European lawmakers fear that Trump-linked conservatives are working with allies on this side of the pond to import an American model of political financing, opening up the door not only to “extraordinary coordination” between different far right groups, but to large amounts of ‘dark money’ flowing unchecked into elections and referenda. Former Democratic senator Russ Feingold, who worked alongside Republican senator John McCain for reform of electoral finance in the US, has warned that “Europe has an opportunity to get ahead of this and not make the same mistakes that were made here in the United States.”
There are many underlying contradictions in the demands of Europe’s far-right and their religious conservative allies. The ‘religious freedom’ they push for is, of course, highly selective: religions other than Christianity are not part of the plan for "Christian Europe". Second, the punitive laws they champion to stem the flow of migrants haven’t worked – people are still dying at sea – and are having consequences which could, in time, affect their popularity. Hundreds of EU citizens, including priests, elderly women and firefighters, have been arrested or charged in recent years for basic acts of kindness, such as offering food, shelter or transport to refugees.

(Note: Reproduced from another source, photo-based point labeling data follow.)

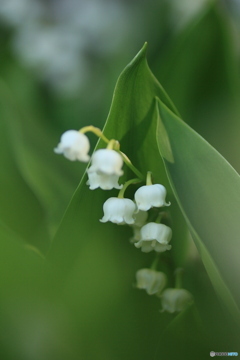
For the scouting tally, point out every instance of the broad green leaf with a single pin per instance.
(20, 210)
(207, 189)
(131, 122)
(51, 178)
(199, 69)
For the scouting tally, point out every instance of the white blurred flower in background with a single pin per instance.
(55, 38)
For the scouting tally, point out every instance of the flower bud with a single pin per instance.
(175, 300)
(118, 211)
(150, 280)
(74, 146)
(106, 161)
(103, 181)
(154, 237)
(148, 196)
(136, 234)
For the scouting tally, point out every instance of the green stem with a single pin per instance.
(178, 280)
(155, 262)
(96, 131)
(149, 178)
(125, 186)
(131, 166)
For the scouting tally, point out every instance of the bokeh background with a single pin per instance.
(59, 63)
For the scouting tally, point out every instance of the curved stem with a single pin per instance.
(125, 186)
(96, 131)
(131, 166)
(149, 178)
(155, 262)
(178, 280)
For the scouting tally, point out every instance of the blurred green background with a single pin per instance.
(58, 67)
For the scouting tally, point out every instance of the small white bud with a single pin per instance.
(136, 234)
(106, 161)
(118, 211)
(175, 300)
(154, 236)
(151, 280)
(74, 146)
(103, 181)
(149, 196)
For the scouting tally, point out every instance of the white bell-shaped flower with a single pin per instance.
(74, 146)
(154, 236)
(149, 196)
(136, 234)
(103, 181)
(175, 300)
(106, 161)
(151, 280)
(118, 211)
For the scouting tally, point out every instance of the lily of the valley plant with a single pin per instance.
(149, 236)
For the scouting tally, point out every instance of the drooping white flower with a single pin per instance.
(103, 181)
(74, 146)
(151, 280)
(148, 196)
(106, 161)
(154, 237)
(175, 300)
(136, 234)
(118, 211)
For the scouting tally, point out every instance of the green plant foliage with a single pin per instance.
(207, 189)
(131, 122)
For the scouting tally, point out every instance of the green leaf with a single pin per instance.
(207, 189)
(32, 138)
(131, 122)
(199, 70)
(20, 210)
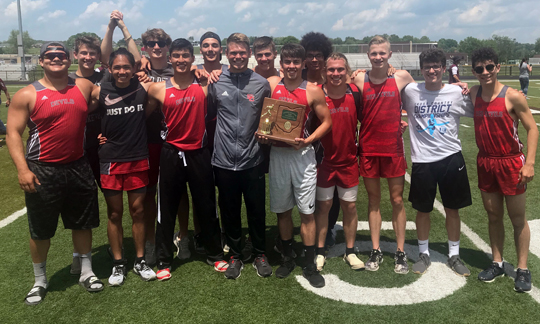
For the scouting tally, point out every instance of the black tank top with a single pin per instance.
(123, 122)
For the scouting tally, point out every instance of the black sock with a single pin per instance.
(286, 247)
(310, 253)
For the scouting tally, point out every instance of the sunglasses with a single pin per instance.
(52, 56)
(161, 44)
(480, 69)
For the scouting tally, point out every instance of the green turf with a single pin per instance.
(197, 294)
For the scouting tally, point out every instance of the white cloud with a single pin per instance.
(26, 6)
(242, 5)
(52, 15)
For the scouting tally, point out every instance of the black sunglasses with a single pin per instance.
(52, 56)
(480, 69)
(161, 44)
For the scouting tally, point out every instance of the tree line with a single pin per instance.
(507, 48)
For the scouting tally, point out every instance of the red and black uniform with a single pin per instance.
(93, 125)
(338, 147)
(55, 154)
(380, 141)
(124, 157)
(186, 159)
(500, 156)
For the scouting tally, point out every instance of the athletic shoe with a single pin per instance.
(320, 260)
(353, 261)
(144, 271)
(219, 266)
(313, 276)
(164, 274)
(330, 238)
(375, 258)
(278, 247)
(75, 266)
(199, 246)
(247, 252)
(286, 267)
(457, 265)
(400, 263)
(118, 275)
(182, 247)
(226, 248)
(150, 254)
(262, 266)
(491, 273)
(523, 280)
(235, 268)
(420, 267)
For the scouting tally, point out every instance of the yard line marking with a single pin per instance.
(476, 239)
(11, 218)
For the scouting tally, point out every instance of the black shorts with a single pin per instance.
(66, 189)
(451, 175)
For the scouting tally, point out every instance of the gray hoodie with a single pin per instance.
(237, 100)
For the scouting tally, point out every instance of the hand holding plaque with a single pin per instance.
(281, 121)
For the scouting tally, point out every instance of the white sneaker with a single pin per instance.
(353, 261)
(118, 276)
(182, 247)
(144, 271)
(320, 261)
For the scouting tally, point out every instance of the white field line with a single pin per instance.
(476, 239)
(8, 220)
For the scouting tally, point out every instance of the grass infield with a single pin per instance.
(198, 294)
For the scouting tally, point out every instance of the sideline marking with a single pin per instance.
(437, 283)
(8, 220)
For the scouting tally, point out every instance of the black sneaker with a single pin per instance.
(523, 280)
(286, 267)
(263, 268)
(235, 268)
(375, 258)
(491, 273)
(313, 276)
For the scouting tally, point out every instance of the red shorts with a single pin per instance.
(500, 174)
(382, 166)
(329, 176)
(154, 153)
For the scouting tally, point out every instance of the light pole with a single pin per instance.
(20, 46)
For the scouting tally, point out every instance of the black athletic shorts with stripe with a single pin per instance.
(450, 174)
(66, 189)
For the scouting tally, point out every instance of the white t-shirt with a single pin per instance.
(434, 120)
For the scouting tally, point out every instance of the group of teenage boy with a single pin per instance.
(172, 124)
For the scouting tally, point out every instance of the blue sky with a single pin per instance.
(57, 20)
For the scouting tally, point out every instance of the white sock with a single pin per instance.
(86, 266)
(40, 274)
(453, 248)
(423, 246)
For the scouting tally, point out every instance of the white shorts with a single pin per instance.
(292, 179)
(345, 194)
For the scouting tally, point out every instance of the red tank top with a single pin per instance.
(495, 131)
(380, 131)
(298, 96)
(57, 124)
(339, 145)
(185, 115)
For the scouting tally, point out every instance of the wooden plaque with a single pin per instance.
(281, 120)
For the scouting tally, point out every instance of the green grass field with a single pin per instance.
(198, 294)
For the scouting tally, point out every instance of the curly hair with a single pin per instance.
(484, 54)
(314, 41)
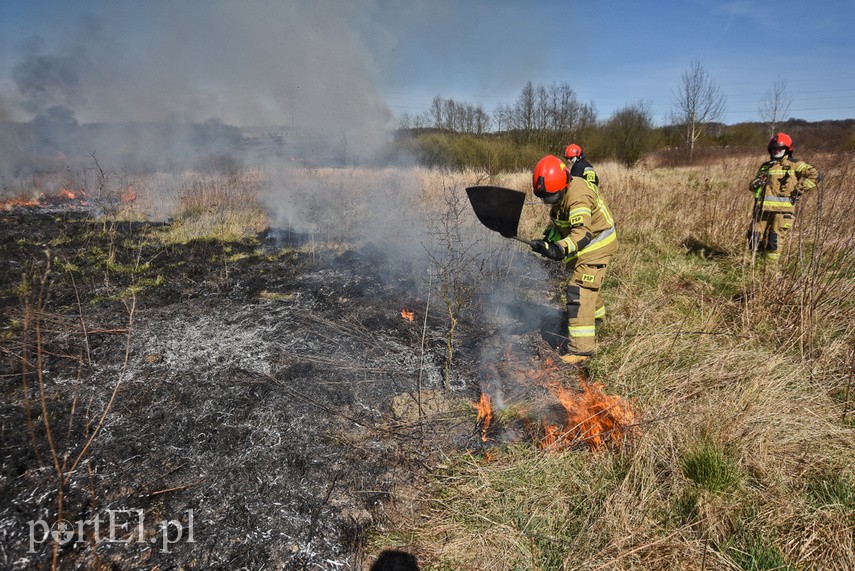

For now, there are “winds of change across Europe that secular liberals could never have imagined”, as Conservative YouTube star Steve Turley put it to the ultraconservative Verona summit in March. But the outcome is far from certain. For the first time in the history of the annual event, the crowds protesting outside were far larger than the audience inside. Over 30,000 people from across Europe, even Argentina, made the journey. Speaking afterwards, an Italian feminist activist said: we feel “stronger” and “more united”. “We are worried”, she added, “but not scared”.